Paul. — Les dégâts des hannetons sont peu de chose, il est vrai, par rapport à ceux des larves ; mais oubliez-vous, mon petit ami, que les hannetons pondent dans la terre les œufs d’où les larves proviennent ? Chaque couple produit un assez grand nombre d’œufs ; admettons une cinquantaine. Lorsque, dans le département de la Sarthe, on a recueilli 300 millions de hannetons, on a donc délivré les récoltes futures de sept mille cinq cents millions de vers.

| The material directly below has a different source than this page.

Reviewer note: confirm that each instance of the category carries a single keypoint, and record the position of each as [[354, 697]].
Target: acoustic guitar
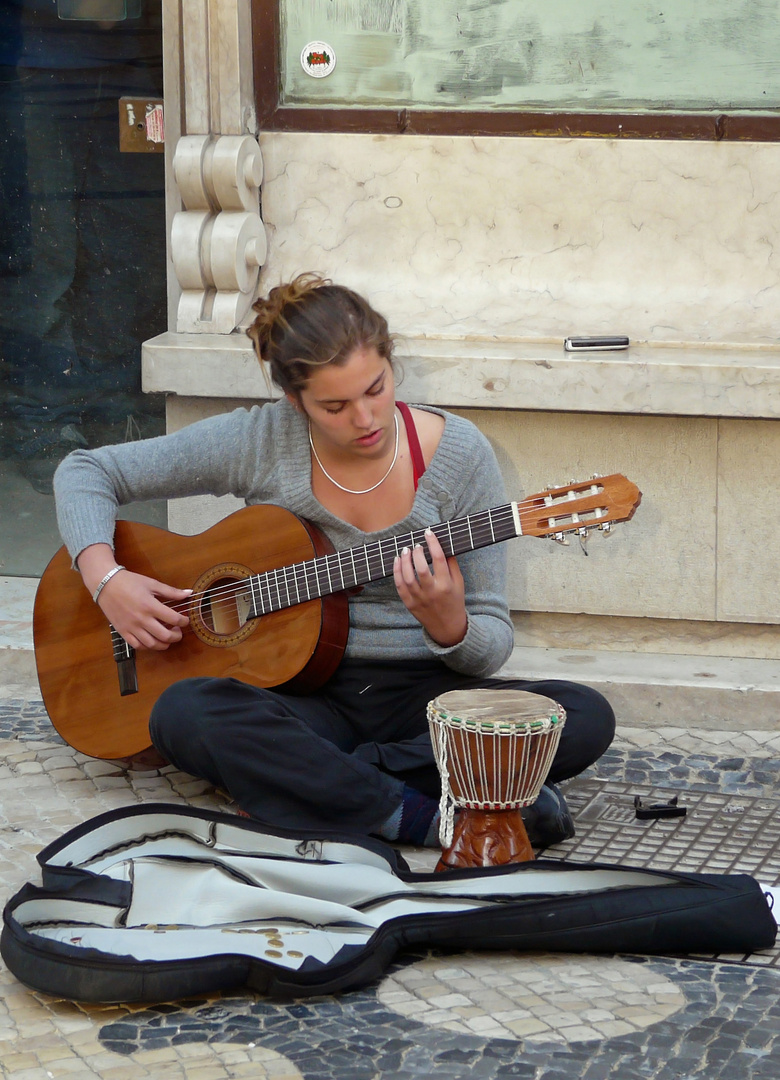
[[269, 606]]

À ce nombre effroyable, Émile fit un bond et disparut dans l’appartement voisin. On l’entendait frotter des pieds la terre. Ah ! les affreuses bêtes, les bêtes goulues, disait-il, en écrasant sous les pieds les six hannetons de sa boîte. L’exécution faite, il revint. L’oncle riait de son transport de colère.

Paul. — Vous pouviez les garder, vos six hannetons, mon enfant, sans compromettre l’avenir de la France ; vous pouviez leur chanter : « Vole, vole ! » sans nous attirer la famine. Six de plus, six de moins ne sont rien au total.